Centralizing modules & renv lock file #29

anthonysena · 2023-01-18T15:10:18Z

From discussion with @schuemie, we'd like to update Strategus to have it be the central location for individual analytic modules while also allowing for the flexibility of using external modules as is currently supported. The goal here is to align Strategus's modules & renv.lock file with the planned regular release(s) of HADES. To do this, we discussed some ideas which I'll put forward in this issue.

Strategus would maintain a central lock file that is used by all of the modules. When a study is executed via Strategus, the renv.lock file would be included with the analysis specification and execution settings JSON to provide a complete record of the study. Specifically, the renv.lock file would detail all of the R dependencies (including Strategus), the analysis specification would detail the design choices for the study and the execution settings would detail the specific environment settings for executing the study.
Modules would reside inside of the Strategus package, in the R code folder. We could standardize the names of the module .R files to "Module.R". Additionally, it may be useful to use R6 classes for the modules to provide an interface for the modules and an inheritance structure we can use to centralize specific utility functions that modules may need (i.e. how to get the cohort definitions from the analysis specification).

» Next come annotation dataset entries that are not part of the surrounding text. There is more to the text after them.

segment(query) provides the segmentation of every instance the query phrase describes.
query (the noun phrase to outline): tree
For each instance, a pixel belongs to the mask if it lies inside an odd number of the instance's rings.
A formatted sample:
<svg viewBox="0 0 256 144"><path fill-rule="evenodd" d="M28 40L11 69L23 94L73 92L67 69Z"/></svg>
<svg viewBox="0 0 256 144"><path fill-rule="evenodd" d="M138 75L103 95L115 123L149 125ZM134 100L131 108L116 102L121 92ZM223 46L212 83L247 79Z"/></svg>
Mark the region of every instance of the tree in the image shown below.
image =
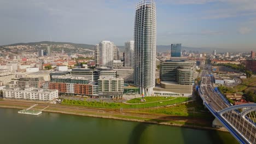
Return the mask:
<svg viewBox="0 0 256 144"><path fill-rule="evenodd" d="M49 64L49 65L47 65L45 66L44 69L50 70L50 69L52 69L53 67L51 67L51 65Z"/></svg>
<svg viewBox="0 0 256 144"><path fill-rule="evenodd" d="M243 96L246 101L251 102L254 101L254 97L256 97L256 95L252 91L248 92Z"/></svg>
<svg viewBox="0 0 256 144"><path fill-rule="evenodd" d="M249 79L252 77L252 71L249 71L249 70L246 70L246 77L247 79Z"/></svg>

The analysis specification itself would need an update, presumably we'd remove the version, remoteRepo and remoteUsername attributes in the module specification (shown below). In the case when these attributes are missing, Strategus would source the module from its local set of modules otherwise it would instantiate the module as is done today.

Strategus/inst/testdata/analysisSpecification.json

Lines 226 to 228 in c701540

    
           "version": "0.0.14", 
        
           "remoteRepo": "github.com", 
        
           "remoteUsername": "ohdsi",

Tagging @ablack3 for awareness.

The text was updated successfully, but these errors were encountered:

ablack3 · 2023-01-24T09:39:01Z

Thanks for sharing this plan @anthonysena.
Overall it makes sense.

while also allowing for the flexibility of using external modules

The one requirement I’d like to add (or highlight if it already exists) is that Strategus can be extended with new modules without ever requiring a new OHDSI repo or pull request on an existing OHDSI repo. This would give me and others the ability to experiment with extensions without needing permission/access rights. I think this is the idea behind the open-closed principle.

My other comment is that I might steer away from using R6 for modules and instead suggest defining generic functions that modules must implement (essentially the module interface). These generic functions could be defined in the Strategus package using S3 or S4 (or even the new R7) and then implemented in other packages that extend Strategus functionality. I have not used R6 much but what I think R6 is good for is maintaining and mutating state in an application as well as providing an alternative to R’s normal “copy on modify” behavior. I think the functional OOP approach implemented in S3, S4, and R7 would work well in this case and put the focus on the generic functions a module (which is likely to be somewhat synonymous with an analytic R package) needs to implement to work with Strategus. That’s my two cents though and you should go with what makes the most sense to you and the other developers working on Strategus.

anthonysena · 2023-01-24T15:23:33Z

The one requirement I’d like to add (or highlight if it already exists) is that Strategus can be extended with new modules without ever requiring a new OHDSI repo or pull request on an existing OHDSI repo. This would give me and others the ability to experiment with extensions without needing permission/access rights. I think this is the idea behind the open-closed principle.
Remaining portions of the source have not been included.